As reflected in his opinions and dissents, Stevens believed the Court should be open to all individuals, rich or poor, with no barriers of access or immunities for anyone, Schapiro said. Schapiro clerked for Stevens from August of 1991 to 1992 after sending out an application in his third year of law school.
Stevens, who announced his planned retirement on April 9 and will leave the Court when the summer recess begins, leaves behind a legacy of commitment to arriving at the right answer, Schapiro said.
“He looked at each case on its own to figure out the right answer without being especially concerned with how it would fit into some larger ideology,” Schapiro said. “He would always say to just do the right thing, and don’t worry about how it would be perceived, whether too liberal or too conservative. Just get the case right.”
According to Schapiro, Stevens subscribed to the belief that the bigger picture follows from properly deciding the individual cases — in other words, individual cases should not be decided based on how they fit into a larger view.
Some of Stevens’ most notable majority opinions include those written in Hamdan v. Rumsfeld (2006) and Clinton v. Jones (1997). In the former, Stevens upheld the view that the Constitution extended to those accused of engaging in terrorism. In Clinton v. Jones, the majority ruled that the president does not have immunity from a civil suit. Both cases articulated Stevens’ firm belief that no one should be excluded or exempt from the judicial system.
Schapiro said his experience clerking for Stevens included reviewing petitions for certiorari and working on drafting opinions. Clerks typically divide up the petitions received and write memos on those that merit analysis.
“It was nice that there’s no requirement on writing a memo for all petitions because you get the sense that the justice trusts your judgment on that,” Schapiro said. He said that since Stevens did not participate in the cert pool, where the memo written by one clerk circulates to all participating justices, he knew his memos were on important issues and were directly addressed to Stevens.
After opinions were assigned, Schapiro said, Stevens would pen the first draft before passing it on to his clerks.
“It was up to you to work on that opinion. That was frankly a daunting experience at first, and we felt constrained to change much or to expand on it,” Schapiro said. “But that’s what’s expected. You fill it in and have exchanges back and forth with the justice.”
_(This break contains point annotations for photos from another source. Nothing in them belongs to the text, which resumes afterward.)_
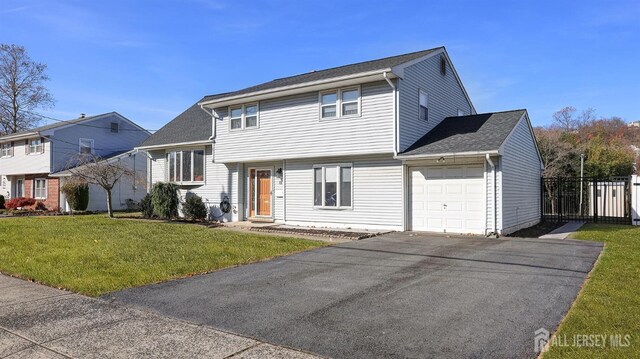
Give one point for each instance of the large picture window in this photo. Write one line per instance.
(185, 166)
(332, 186)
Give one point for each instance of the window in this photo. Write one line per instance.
(332, 186)
(7, 150)
(340, 103)
(329, 107)
(40, 188)
(185, 166)
(35, 146)
(86, 146)
(424, 106)
(243, 117)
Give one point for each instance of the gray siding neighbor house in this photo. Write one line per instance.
(393, 143)
(33, 163)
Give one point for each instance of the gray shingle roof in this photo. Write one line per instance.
(194, 124)
(474, 133)
(334, 72)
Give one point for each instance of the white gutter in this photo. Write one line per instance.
(171, 145)
(301, 86)
(395, 113)
(495, 196)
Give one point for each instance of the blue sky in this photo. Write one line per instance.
(151, 59)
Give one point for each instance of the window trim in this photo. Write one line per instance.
(167, 169)
(339, 102)
(35, 189)
(80, 145)
(420, 93)
(41, 146)
(9, 150)
(243, 116)
(338, 167)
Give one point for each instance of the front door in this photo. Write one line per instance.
(19, 190)
(260, 193)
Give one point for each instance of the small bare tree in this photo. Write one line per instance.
(21, 89)
(102, 172)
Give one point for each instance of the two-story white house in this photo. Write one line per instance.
(393, 143)
(33, 162)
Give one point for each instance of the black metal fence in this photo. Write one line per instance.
(587, 199)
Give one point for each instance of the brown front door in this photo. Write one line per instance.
(259, 193)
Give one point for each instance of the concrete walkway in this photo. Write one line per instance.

During his clerkship, Schapiro worked on Planned Parenthood v. Casey (1992), which reaffirmed a woman’s right to abortion as established in Roe v. Wade (1973), among other cases.
Stevens’ departure from the Court grants President Obama a second opportunity to nominate a justice to the high court. The nomination and following confirmation process come at a time of notable polarization in Congress and will likely intersect with the midterm elections in the fall.
Several news sources have cited U.S. Solicitor General Elena Kagan, former Harvard Law School dean, as one of the frontrunners. Schapiro said Kagan would add an amount of diversity to the Court if nominated and confirmed, since she — unlike the currently sitting justices — has never served as a judge.
Schapiro said that while he has no particular preferred candidate on the short list, he hopes to see someone who remains similarly concerned with the effect of law on individuals.
“[Stevens] never lost sight of the role of law protecting individuals and on individuals. I hope his success maintains that focus,” Schapiro said.